Boll, who is 33 years old, is currently a second-year medical student and is enrolled in the WWAMI medical program at the University of Idaho. The injury which impaired her arms and legs is preventing her from becoming certified in CPR, which she needs to become a doctor.
“I am not able to utilize my tricep muscle, which is really important for straightening out your arm,” Boll said. “I also have no control of my finger movements.”
She said when the school set her up with CPR dummies she was unable to get full compression, so WWAMI medical director Jeff Seegmiller reached out to the engineering students at the college.
“Meagan just came up with an idea that I thought would be worthwhile for the senior design students,” Seegmiller said. “I have worked with the engineering program here at the University of Idaho, and we try to find real-world problems for the senior design project that the students can do.”

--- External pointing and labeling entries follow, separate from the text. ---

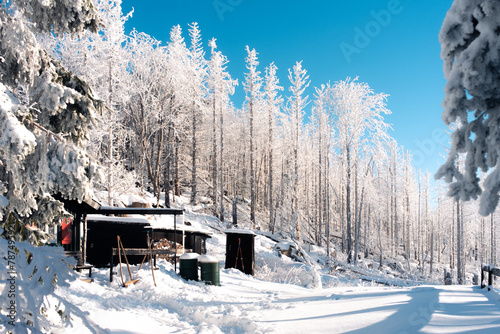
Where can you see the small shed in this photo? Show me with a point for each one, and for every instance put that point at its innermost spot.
(102, 232)
(240, 250)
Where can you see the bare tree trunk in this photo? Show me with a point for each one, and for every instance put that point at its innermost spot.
(214, 157)
(252, 167)
(459, 246)
(221, 178)
(348, 206)
(193, 156)
(492, 240)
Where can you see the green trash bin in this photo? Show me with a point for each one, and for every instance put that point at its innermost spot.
(209, 270)
(188, 266)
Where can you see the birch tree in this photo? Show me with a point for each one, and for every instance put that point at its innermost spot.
(297, 102)
(252, 85)
(358, 118)
(273, 104)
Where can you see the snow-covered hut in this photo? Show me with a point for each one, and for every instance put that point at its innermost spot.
(240, 250)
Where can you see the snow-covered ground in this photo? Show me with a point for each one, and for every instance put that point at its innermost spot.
(297, 304)
(244, 304)
(284, 296)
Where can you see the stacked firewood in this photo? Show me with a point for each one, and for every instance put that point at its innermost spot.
(167, 244)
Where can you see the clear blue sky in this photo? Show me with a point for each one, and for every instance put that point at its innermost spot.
(390, 44)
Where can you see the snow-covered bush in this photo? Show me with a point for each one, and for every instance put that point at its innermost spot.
(28, 278)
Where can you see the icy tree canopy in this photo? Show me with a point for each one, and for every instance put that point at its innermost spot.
(470, 43)
(45, 111)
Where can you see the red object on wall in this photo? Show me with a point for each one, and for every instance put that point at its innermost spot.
(66, 231)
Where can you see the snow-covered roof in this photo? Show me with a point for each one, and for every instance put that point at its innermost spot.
(119, 220)
(239, 231)
(167, 223)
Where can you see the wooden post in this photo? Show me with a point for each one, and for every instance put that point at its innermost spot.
(111, 267)
(84, 242)
(490, 279)
(175, 243)
(482, 277)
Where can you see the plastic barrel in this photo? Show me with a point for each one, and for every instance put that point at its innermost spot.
(188, 266)
(209, 270)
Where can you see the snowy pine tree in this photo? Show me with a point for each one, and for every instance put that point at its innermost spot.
(470, 44)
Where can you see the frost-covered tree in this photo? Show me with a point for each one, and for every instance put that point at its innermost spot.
(197, 91)
(252, 85)
(297, 102)
(357, 113)
(272, 104)
(100, 58)
(470, 49)
(45, 112)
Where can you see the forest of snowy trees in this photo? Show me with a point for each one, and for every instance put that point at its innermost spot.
(320, 169)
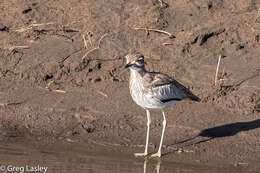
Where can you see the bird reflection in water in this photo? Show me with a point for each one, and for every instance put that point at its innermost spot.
(157, 168)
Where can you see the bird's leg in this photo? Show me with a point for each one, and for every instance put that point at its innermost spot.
(159, 153)
(147, 135)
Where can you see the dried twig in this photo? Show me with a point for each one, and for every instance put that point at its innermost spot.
(156, 30)
(103, 94)
(11, 103)
(165, 44)
(31, 26)
(258, 13)
(11, 48)
(161, 2)
(85, 42)
(91, 50)
(216, 76)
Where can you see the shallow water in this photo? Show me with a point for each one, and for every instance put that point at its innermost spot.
(19, 158)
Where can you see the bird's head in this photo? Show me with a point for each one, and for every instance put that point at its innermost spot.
(135, 61)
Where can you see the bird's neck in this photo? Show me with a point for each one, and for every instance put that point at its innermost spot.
(138, 72)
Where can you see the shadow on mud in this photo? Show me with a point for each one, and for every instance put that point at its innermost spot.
(221, 131)
(229, 129)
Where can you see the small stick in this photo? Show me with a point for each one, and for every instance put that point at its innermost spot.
(161, 2)
(103, 94)
(258, 12)
(85, 42)
(89, 39)
(216, 76)
(33, 25)
(165, 44)
(98, 46)
(156, 30)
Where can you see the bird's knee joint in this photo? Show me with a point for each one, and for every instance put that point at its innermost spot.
(164, 122)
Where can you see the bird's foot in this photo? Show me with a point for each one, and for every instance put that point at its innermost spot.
(140, 154)
(158, 154)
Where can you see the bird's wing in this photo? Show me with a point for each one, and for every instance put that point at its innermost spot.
(167, 89)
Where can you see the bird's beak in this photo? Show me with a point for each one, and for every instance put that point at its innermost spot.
(128, 65)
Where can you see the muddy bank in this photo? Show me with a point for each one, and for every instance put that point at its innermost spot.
(62, 77)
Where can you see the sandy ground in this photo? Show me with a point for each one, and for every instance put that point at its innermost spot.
(62, 76)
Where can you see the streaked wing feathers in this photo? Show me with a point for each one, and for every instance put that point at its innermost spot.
(166, 88)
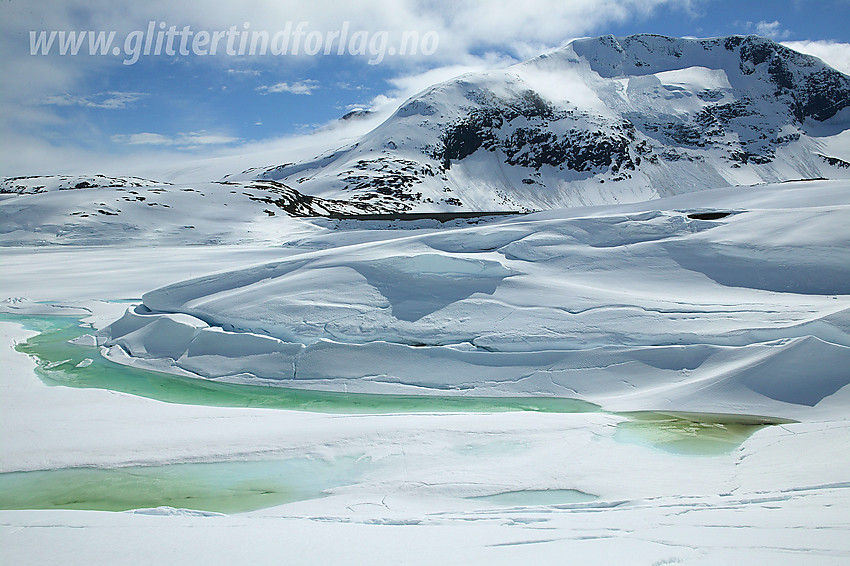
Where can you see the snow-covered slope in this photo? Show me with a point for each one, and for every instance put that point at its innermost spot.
(600, 121)
(714, 301)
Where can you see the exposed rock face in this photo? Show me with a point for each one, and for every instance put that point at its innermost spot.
(601, 120)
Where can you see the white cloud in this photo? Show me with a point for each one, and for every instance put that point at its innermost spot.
(244, 72)
(833, 53)
(298, 87)
(190, 140)
(109, 100)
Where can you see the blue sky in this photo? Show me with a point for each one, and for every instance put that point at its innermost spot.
(68, 113)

The students went to work in trying to create a device for Boll that will allow her to perform CPR compressions independently. She said the students went through several prototypes. The first design was made out of wood, and it actually gave her a splinter, but they finally created one that works.
“It was a very victorious moment being able to get my first compressions,” Boll said.
The device attaches to Boll’s wheelchair, and she can simply drive into it. The device has a lever attached to it that Boll can pull up and down on, and when she does there is weight at the end that drops on the person’s chest. When Boll pulls the lever back and forth, the weight drops up and down and delivers compressions.
However, she jokingly said she has to get in better shape to operate the device because performing CPR for two minutes is exhausting. “So I can build up enough stamina to pass the CPR test,” Boll said with a smile.
She said she also has a bluetooth stethoscope and a portable ultrasound wand in case she has to do an in-depth medical exam. Boll said she is looking forward to taking her medical board exams later this year and getting certified in CPR. From there she said she will prepare for more than 40 weeks of required clinical clerkships in fields such as family medicine, internal medicine and surgery.